Malo stared at her, boggled. “I…Yes, certainly, ma’am.”

“Yes,” said Ana, grinning. “Now for the second question…You’re a true warden? Augmented and all?”

“Yes?”

“I’ve always wondered—is it true that wardens can tell a lie by the way a person’s heart beats? Or detect if they are in love, or at least significantly aroused? I should think that’d make parties very interesting to attend, yes?”

There was a beat of painful silence.

“Uhh,” said Malo. “Sometimes?”

“We have just come back from the bank, ma’am,” I said quickly.

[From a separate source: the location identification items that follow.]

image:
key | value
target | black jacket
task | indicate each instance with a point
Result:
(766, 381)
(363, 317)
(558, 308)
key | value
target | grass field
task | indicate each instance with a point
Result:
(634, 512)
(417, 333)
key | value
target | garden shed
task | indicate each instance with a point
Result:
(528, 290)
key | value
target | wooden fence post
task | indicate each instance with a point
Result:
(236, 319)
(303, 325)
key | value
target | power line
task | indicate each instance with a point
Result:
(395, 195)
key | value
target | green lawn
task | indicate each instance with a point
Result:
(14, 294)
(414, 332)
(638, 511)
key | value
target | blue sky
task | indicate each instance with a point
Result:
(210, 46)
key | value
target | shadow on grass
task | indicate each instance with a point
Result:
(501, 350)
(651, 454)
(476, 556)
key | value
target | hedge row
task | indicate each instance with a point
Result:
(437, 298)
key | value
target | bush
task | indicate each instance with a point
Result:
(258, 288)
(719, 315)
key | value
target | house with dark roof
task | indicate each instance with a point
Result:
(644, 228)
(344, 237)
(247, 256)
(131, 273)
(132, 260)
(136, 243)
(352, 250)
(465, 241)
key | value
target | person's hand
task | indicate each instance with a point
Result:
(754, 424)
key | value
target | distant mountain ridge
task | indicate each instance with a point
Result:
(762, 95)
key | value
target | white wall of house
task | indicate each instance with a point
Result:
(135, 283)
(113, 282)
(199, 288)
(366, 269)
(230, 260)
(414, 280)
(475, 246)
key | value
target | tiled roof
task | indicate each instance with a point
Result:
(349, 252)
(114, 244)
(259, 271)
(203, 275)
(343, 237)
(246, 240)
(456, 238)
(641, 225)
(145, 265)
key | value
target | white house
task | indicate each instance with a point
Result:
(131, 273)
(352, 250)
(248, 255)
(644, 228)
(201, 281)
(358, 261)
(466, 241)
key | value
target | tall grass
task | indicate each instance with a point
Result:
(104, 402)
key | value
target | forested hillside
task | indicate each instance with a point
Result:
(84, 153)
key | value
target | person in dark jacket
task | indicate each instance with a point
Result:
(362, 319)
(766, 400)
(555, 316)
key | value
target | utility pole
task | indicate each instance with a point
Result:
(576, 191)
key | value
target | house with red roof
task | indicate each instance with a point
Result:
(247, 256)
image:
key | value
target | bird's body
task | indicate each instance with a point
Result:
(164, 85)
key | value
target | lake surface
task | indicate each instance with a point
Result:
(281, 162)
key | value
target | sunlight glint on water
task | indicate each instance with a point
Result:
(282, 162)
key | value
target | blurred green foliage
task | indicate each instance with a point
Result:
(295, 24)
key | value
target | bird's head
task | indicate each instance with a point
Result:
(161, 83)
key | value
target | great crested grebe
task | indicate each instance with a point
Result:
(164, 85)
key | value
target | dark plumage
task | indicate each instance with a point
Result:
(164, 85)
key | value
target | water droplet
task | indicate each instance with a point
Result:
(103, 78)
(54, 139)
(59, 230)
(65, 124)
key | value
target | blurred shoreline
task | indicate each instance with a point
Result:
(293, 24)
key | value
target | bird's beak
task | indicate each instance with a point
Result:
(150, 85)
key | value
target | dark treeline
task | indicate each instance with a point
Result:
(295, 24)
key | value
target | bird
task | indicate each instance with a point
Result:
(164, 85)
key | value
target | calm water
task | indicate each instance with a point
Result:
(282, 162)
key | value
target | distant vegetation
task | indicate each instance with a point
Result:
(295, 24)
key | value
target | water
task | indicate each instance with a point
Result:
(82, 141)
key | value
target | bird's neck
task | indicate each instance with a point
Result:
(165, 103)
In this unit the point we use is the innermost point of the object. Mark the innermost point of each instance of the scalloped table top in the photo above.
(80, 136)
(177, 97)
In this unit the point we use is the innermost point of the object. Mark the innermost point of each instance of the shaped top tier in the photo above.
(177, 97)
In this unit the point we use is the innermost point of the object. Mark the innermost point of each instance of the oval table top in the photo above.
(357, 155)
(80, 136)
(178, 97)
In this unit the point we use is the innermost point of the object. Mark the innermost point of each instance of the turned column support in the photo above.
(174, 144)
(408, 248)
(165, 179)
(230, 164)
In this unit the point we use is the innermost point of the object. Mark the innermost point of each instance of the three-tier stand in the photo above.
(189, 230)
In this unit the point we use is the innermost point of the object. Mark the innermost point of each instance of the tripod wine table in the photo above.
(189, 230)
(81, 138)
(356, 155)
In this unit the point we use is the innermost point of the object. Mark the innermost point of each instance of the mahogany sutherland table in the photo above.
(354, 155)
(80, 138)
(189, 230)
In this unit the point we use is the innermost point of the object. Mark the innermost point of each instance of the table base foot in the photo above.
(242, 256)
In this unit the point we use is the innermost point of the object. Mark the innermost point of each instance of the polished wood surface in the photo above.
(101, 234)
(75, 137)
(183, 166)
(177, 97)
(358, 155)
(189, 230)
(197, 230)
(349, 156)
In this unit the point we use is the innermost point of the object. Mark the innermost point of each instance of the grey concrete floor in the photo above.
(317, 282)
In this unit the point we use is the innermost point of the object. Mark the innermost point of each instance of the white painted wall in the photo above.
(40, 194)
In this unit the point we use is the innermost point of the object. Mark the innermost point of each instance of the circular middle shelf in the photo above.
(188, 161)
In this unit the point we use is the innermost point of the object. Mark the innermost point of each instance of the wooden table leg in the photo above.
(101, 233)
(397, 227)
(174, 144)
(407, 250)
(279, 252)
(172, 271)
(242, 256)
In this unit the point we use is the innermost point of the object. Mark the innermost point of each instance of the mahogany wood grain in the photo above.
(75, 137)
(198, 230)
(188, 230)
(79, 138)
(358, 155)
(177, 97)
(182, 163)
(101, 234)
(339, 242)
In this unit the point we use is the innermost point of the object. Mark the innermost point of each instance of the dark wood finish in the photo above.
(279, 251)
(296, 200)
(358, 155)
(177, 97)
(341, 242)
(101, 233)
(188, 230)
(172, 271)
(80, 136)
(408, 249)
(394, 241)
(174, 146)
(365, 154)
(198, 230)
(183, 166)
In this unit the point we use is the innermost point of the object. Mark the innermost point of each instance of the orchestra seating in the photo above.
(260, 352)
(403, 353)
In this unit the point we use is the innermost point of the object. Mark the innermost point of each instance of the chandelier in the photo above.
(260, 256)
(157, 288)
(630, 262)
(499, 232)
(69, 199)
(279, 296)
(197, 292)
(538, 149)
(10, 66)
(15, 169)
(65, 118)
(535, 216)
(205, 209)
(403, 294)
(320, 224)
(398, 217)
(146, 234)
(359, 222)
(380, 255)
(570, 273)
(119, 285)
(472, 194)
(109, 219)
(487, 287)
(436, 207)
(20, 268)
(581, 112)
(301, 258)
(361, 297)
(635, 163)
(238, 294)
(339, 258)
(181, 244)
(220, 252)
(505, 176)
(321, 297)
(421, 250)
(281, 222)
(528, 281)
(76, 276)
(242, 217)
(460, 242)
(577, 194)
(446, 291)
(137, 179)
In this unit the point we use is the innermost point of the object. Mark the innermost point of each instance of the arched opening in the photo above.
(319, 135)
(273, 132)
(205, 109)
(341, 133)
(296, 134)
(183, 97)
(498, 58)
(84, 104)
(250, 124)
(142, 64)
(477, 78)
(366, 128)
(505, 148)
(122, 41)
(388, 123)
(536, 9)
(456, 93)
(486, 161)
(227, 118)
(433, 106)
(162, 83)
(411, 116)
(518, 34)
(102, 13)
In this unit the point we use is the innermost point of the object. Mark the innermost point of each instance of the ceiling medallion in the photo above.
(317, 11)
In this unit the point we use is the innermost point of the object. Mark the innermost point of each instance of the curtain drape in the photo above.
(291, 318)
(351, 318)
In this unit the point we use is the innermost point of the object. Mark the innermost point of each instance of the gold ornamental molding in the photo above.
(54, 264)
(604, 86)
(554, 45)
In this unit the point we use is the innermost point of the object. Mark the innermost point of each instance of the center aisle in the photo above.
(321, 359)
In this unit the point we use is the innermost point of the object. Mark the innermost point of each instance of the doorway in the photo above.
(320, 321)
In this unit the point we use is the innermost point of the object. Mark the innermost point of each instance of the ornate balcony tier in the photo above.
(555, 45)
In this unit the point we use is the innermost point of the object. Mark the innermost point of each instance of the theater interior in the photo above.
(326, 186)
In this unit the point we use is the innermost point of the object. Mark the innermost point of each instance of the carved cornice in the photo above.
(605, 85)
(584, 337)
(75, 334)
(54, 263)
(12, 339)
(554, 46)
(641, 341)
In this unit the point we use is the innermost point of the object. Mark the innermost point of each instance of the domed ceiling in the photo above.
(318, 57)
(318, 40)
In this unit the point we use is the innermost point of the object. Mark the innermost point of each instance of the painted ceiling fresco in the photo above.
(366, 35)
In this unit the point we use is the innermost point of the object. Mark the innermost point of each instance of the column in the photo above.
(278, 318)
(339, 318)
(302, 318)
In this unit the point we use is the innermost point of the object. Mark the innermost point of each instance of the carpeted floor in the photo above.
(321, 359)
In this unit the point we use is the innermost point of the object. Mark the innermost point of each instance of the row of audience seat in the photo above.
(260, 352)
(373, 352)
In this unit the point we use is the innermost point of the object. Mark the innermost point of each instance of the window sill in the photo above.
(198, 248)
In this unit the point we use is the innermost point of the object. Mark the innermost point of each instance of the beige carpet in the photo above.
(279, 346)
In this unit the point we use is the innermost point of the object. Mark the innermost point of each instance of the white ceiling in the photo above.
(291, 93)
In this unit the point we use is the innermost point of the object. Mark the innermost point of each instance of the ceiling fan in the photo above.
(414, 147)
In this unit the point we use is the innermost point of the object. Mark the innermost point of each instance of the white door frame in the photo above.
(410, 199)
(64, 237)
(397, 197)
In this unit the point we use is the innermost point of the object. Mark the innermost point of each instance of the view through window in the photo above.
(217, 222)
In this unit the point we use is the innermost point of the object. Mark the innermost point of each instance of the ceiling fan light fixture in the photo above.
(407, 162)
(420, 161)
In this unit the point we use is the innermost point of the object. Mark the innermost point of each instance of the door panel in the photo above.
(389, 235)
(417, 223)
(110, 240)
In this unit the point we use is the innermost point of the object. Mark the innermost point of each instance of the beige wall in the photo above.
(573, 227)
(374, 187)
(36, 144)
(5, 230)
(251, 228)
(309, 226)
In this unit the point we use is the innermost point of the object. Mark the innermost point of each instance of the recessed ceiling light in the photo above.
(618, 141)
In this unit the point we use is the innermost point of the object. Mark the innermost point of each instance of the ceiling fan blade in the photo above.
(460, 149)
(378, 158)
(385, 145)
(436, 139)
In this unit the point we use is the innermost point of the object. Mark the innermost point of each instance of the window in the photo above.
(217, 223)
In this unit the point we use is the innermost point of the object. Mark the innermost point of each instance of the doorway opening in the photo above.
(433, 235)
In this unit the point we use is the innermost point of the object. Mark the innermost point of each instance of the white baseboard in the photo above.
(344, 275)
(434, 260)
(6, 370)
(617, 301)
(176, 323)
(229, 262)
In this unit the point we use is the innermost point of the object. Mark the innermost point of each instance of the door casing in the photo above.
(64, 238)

“Oh? Very good! Before you say more of it, Din, I have one question that has weighed most on my mind.” She set aside her lyre. “Tell me—was Sujedo ever alone in the Treasury vault at any point of his visit?”

Malo and I exchanged a worried glance.

“Yes, ma’am,” I said. “He was.”

“I see, I see…Intriguing! Very good work, both of you.” She stood and blindly walked over to me, hand extended. I met it with my forearm, and she grasped it tight. “You can tell me the rest on the way. Let us all go to Old Town, to speak to the Treasury prificto, and review where at least one of these many crimes took place.”

“Many crimes, ma’am?” said Malo, surprised.

“Oh, yes,” said Ana. “I believe many deeds were done on that day, the tenth of Hajnal.” We walked down the porch to the New Town lane. “The disappearance of our man in white was but one of them. We shall see!”